Dalam kata  pengantar buku ini, Helmi Hidayat mengaku bahwa tradisi menulis dari Madinah itu melanjutkan tradisi menulis yang ia lakukan pada 2018 ketika ia dipercaya untuk kali pertama menjadi konsultan ibadah haji dan ditempatkan di Makkah. Laporan haji dari Makkah yang ia tulis di Facebook juga telah dibukukan dengan judul Ketika Allah Cemburu Kabah.

Tulisan lulusan The University of Hull, Inggris, ini banyak digemari para pembaca setia tulisannya. Tulisan berjudul Kaki Polisi versus Doa Kiai, misalnya, per 11 Februari 2020 disukai oleh 2.200 ikon simpatik, dikomentari oleh 417 facebookers, dibagikan sebanyak 1.300 kali. 

Tulisan Cinta Jumiatin tak Surut Dihardik Polisi Arab, disukai oleh 12 ribu, dikomentari oleh 1.500 facebookers, dan dibagikan sebanyak 8.300 kali. Rasanya jarang sebuah tulisan di Facebook dibagikan hingga ribuan.

Selain dua cerita di atas, kita juga akan menemukan cerita-cerita menarik lainnya, seperti Di Arafah, Guru Spiritualku Muallaf Keturunan Cina, atau Aku, Keluargaku, dan Keturunan Tionghoa Katolik Itu…, atau Khatib Keturunan Tionghoa dan Cinta Indonesia

Sementara itu, anjing dan babi yang selama ini sering dikesankan makhluk buruk, padahal mereka juga ciptaan Allah, dikisahkan dengan sangat menarik dalam tulisan “Kisah Anjing yang Rajin Bersedekah dan Menjadikan Babi Sebagai Mahar Nikah”. Bagaimana mungkin anjing bersedekah? Bagaimana mungkin babi dijadikan mahar untuk menikah? Akhirnya, pikiran ekstrem juga kerap menempatkan orang gila di sisi buruk, kalau perlu mereka dianggap layak kena bully. Ini bukan menjadi ciri ajaran Islam. Di mata Allah orang gila pun punya hak yang sama, layaknya melakukan wukuf di Arafah. Kita bisa membacanya dalam tulisan “Wukuf Bersama Orang Gila”.

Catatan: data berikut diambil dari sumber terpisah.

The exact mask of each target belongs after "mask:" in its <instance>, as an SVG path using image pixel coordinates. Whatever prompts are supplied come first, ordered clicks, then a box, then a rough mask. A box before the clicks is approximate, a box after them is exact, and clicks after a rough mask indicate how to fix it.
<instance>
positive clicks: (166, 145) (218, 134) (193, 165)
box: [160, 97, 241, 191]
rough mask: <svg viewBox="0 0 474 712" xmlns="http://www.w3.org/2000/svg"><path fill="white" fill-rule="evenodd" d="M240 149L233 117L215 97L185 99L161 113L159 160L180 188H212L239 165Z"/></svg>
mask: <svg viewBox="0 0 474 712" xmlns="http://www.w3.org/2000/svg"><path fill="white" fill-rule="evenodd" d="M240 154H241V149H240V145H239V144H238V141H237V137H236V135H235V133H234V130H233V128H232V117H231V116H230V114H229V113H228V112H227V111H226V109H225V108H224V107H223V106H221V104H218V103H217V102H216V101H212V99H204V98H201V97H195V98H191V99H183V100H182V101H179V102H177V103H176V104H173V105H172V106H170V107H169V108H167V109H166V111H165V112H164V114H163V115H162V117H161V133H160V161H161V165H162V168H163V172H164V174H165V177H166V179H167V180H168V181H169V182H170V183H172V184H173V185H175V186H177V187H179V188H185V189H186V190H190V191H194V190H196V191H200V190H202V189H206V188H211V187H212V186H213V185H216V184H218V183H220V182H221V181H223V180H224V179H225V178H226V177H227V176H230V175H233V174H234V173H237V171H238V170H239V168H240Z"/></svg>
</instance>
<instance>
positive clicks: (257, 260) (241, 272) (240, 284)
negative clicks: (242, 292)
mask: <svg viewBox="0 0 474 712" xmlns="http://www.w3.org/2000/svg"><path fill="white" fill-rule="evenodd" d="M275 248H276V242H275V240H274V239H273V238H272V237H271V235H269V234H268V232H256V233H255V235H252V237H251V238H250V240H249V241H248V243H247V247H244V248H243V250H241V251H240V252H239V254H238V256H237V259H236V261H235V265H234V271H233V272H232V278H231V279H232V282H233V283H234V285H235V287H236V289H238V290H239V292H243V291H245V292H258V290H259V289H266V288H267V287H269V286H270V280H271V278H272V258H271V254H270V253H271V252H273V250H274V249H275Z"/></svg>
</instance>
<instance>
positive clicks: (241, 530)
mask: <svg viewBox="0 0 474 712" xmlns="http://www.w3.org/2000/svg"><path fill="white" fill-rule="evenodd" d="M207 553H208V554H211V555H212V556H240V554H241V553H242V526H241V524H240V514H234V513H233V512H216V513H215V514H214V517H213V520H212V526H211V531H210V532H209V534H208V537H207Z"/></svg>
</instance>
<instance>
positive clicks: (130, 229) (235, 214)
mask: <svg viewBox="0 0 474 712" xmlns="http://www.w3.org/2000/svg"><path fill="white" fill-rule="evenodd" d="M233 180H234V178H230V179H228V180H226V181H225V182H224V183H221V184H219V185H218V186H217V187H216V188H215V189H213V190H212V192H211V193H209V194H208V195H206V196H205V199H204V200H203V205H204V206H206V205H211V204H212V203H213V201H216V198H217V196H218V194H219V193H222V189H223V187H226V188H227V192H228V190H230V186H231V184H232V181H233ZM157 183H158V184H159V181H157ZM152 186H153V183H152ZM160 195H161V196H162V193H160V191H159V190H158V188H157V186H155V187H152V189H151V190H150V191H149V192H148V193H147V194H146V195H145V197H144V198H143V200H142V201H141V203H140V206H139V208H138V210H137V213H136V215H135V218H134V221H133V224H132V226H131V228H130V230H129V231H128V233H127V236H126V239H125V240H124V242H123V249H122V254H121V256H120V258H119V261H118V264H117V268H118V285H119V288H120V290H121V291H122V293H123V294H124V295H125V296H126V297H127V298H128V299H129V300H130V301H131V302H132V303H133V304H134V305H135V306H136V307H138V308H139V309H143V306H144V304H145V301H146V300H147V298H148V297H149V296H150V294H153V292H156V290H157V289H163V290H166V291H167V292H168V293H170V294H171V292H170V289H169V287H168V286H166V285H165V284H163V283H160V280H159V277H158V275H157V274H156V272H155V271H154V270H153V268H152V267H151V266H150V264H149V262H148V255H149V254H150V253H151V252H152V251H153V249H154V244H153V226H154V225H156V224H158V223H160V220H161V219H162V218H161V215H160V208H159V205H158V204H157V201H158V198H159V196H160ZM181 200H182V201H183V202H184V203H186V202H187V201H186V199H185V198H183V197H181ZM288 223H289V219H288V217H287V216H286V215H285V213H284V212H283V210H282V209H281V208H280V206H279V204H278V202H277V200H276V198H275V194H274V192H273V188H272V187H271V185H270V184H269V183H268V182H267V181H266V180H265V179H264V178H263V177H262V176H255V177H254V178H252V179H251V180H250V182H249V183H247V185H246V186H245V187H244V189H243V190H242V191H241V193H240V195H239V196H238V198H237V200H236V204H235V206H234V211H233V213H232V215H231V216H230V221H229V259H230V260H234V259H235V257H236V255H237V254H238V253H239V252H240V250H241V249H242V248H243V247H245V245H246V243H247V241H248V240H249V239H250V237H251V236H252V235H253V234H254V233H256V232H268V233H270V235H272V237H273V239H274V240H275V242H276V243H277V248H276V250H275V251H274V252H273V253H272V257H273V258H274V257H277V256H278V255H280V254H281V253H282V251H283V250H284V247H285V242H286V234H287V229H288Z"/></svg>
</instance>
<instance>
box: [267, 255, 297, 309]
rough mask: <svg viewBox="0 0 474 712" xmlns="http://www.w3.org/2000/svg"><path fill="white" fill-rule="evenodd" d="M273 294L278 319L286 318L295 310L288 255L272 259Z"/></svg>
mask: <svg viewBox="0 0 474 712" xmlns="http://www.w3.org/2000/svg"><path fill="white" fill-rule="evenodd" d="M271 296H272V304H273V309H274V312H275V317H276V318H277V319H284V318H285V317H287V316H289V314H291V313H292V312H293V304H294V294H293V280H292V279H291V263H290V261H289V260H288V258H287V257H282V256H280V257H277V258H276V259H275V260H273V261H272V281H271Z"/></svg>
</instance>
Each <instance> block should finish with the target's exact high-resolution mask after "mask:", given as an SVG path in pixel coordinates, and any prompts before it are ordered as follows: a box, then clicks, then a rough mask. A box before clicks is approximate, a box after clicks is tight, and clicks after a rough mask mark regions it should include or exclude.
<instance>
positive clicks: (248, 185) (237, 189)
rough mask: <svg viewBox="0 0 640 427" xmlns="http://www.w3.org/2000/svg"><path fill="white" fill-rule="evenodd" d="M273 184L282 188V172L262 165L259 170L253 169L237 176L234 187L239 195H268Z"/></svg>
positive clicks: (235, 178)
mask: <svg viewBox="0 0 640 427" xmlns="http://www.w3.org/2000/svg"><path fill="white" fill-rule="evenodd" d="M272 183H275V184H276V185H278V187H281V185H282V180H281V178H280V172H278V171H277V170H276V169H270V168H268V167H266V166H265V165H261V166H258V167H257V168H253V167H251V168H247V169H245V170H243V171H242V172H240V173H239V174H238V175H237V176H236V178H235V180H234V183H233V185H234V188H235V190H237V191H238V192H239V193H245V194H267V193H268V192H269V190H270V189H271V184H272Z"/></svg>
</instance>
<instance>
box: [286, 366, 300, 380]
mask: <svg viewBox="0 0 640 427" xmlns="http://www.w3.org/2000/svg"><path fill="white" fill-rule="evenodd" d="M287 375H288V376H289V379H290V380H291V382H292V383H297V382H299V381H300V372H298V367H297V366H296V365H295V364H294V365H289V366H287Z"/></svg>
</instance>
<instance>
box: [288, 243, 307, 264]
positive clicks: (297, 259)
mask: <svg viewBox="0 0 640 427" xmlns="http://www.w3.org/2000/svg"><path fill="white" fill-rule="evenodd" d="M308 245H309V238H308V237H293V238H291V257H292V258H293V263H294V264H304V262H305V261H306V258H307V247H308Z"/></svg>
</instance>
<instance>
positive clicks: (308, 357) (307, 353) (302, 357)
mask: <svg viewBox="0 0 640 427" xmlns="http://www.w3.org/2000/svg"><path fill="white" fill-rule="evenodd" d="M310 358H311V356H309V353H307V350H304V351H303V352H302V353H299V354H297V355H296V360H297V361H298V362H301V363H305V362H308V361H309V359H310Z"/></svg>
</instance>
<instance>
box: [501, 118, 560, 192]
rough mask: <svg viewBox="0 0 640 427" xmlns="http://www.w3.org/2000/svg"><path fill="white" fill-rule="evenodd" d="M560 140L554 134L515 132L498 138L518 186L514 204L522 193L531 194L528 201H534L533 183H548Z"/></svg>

Doa Kiai versus Kaki Polisi

Nenek itu terus menjerit-jerit di dalam kamar mandi. la panik terkunci dari dalam. Kunci kamar mandi di hotel mewah di Madinah rupanya terlalu canggih buat dirinya yang datang dari salah satu kampung kecil di pojok Indonesia. Bisa jadi ini kali pertama dia keluar dari Indonesia, atau bahkan baru kali ini keluar dari kabupaten tempat kelahirannya. Profil nenek terkunci ini mewakili sebagian jemaah haji Indonesia yang kini mengepung kota Madinah untuk berziarah ke makam Rasulullah saw.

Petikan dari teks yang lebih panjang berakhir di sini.